В Свердловск прибыли к полуночи. Долго маневрировали. Наконец, солдаты забегали, звякнули затворы первого «купе», пошли на выход. Доходит до нас очередь. Выпускают группами, по пять. «Живо! Живо!» — солдаты торопят. По вагону шастает офицер, принимает «товар». Прохлада, свежий воздух, станционный дух мазута и гари в угольной черноте ночи. На тускло освещенной земле, между рельсами, передние пятерки уже на коленях. Под дулами автоматов падаем и мы в ряд. За нами следующие. Дрожат нервные языки овчарок. Не очень они нам рады. «Ближе! Тесней!» — команда. Двигаемся на коленях вплотную к затылкам. Собаки рычат. Поза такая: стоишь на одном колене, другая нога вытянута назад, обе руки спереди на мешке. Поседевший от пыли московских тюрем лефортовский мешок на родной уральской земле. Шевельнешь рукой, поправишь ли ногу — рычание. Нас считают. Встаем по команде, и грозный конвой ведет нас через линии на лампочный свет открытого загона, где темнеют кузова воронков.

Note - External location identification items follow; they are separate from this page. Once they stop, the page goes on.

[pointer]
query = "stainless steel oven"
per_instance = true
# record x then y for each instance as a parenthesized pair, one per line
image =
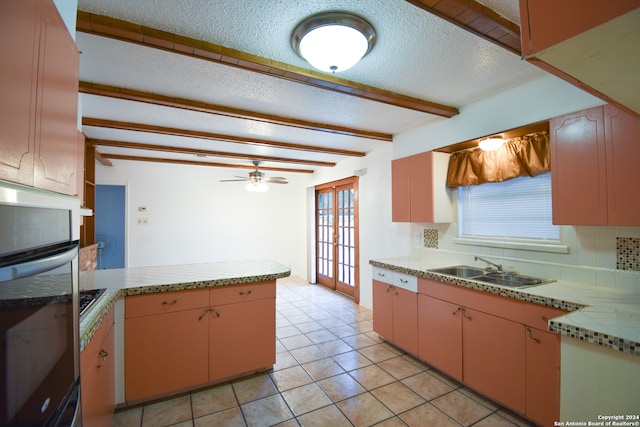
(39, 356)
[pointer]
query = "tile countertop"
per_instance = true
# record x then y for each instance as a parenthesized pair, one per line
(121, 282)
(607, 317)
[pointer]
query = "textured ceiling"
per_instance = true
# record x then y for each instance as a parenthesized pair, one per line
(416, 54)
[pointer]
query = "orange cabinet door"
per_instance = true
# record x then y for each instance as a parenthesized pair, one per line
(20, 32)
(165, 353)
(242, 338)
(440, 334)
(542, 376)
(494, 357)
(401, 190)
(421, 188)
(623, 151)
(546, 23)
(405, 319)
(57, 113)
(98, 389)
(578, 168)
(383, 309)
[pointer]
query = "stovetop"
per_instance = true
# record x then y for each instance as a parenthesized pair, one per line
(88, 298)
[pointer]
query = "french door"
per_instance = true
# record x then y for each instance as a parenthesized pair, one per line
(337, 236)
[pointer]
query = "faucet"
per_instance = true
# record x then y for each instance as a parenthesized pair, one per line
(498, 266)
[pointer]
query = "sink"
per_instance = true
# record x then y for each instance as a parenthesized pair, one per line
(512, 280)
(460, 271)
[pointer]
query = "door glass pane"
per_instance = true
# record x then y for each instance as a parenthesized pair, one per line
(325, 233)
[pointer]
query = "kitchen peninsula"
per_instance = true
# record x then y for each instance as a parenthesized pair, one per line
(182, 326)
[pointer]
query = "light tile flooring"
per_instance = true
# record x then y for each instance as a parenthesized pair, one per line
(331, 370)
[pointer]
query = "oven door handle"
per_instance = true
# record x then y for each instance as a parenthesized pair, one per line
(31, 268)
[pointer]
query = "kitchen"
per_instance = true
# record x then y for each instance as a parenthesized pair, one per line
(255, 221)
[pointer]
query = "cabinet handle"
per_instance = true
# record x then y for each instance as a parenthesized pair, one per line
(536, 340)
(103, 353)
(208, 310)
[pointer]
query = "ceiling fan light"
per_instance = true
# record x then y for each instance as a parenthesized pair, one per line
(491, 144)
(334, 41)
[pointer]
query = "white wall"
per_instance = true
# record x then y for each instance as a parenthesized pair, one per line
(194, 218)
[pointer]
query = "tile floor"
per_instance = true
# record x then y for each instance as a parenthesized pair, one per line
(331, 370)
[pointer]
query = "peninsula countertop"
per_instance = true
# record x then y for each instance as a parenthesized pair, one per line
(603, 316)
(121, 282)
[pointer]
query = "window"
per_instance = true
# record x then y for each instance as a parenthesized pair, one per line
(519, 208)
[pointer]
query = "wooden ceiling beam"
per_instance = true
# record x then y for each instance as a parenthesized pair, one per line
(203, 107)
(98, 156)
(133, 33)
(199, 152)
(197, 163)
(139, 127)
(477, 19)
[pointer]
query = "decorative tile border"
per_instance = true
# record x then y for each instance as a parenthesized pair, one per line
(627, 253)
(430, 238)
(604, 340)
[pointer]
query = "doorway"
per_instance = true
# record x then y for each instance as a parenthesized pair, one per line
(110, 215)
(337, 252)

Минут через сорок вступили на коричневый кафель прихожего коридора Свердловской тюрьмы. Четвертая моя тюрьма за неполные десять месяцев. Стены, стены, угрюмые углы, мрачные проходы в разные стороны жутковатого тяжелого треста. Выстраиваемся вдоль коридора в две длинные шеренги. Офицеры в форме внутренних войск с кипами наших дел в больших конвертах. Проверка. Офицер выкрикивает фамилию, ты называешь статью, начало и конец срока. Всю колонну ведут во внутренний двор тюрьмы. Несмотря на глухую ночь, из-за решеток тускло освещенных окон черных коридоров, с разных сторон крики: «Откуда этап?» «Гаврила, ты здесь?» «Москва, про Фильку не слышно?» «Земляки, подкиньте свежего петуха!» («Петухами», «гребнями», «голубыми» называют педерастов). Под ногами чавкают лужи. Вваливаемся в обшарпанное помещение, серые стены в подтеках. Передние уже разделись, заматывают одежду на проволочные вешалки, сдают в прожарку. Тут хозяйничают прапора и зеки из тюремной обслуги. Как всегда торопят. Пестрят синие наколки на голых телах. Все нагишом, мешки сданы, одежда в прожарке, с собой только мыло, мочалка. Открывается железная дверь, и мы в бане. Тюремная баня — одно название, на самом деле это душ. Народу много, леек не хватает, к тому же не все исправны — иные вообще не работают, иные еле струятся, там только холодная, здесь только горячая. Намылишься, потом ждешь момент, чтобы ополоснуться. Голос прапора из окошка в двери: «Выходим!» Половина еще в мыле: «Постой, командир!» Вода совсем кончается, давка у последних струй. Выгоняют всех разом. Не туда, где раздевались, это другое помещение — «одевалка». Наши мешки, одежда из прожарки свалены большой кучей. Налетаем, рвем друг у друга, расталкиваем по скамьям. Кто-то ходит, ищет белье, кто-то мешок не найдет. Между тем прапор на выходе вызывает по фамилиям. Полуголые, полотенца на шее, остальное в руках, выходим на воздух. Прапора, не останавливая движения, требуют одеться, одеваемся по пути. На первом этаже тюремного корпуса снова выстраивают в две шеренги. Снова фамилии. Большая группа отделилась от нас. Их камера правее, № 146. Нас, оставшихся, человек 10–12, — напротив, в камеру № 137.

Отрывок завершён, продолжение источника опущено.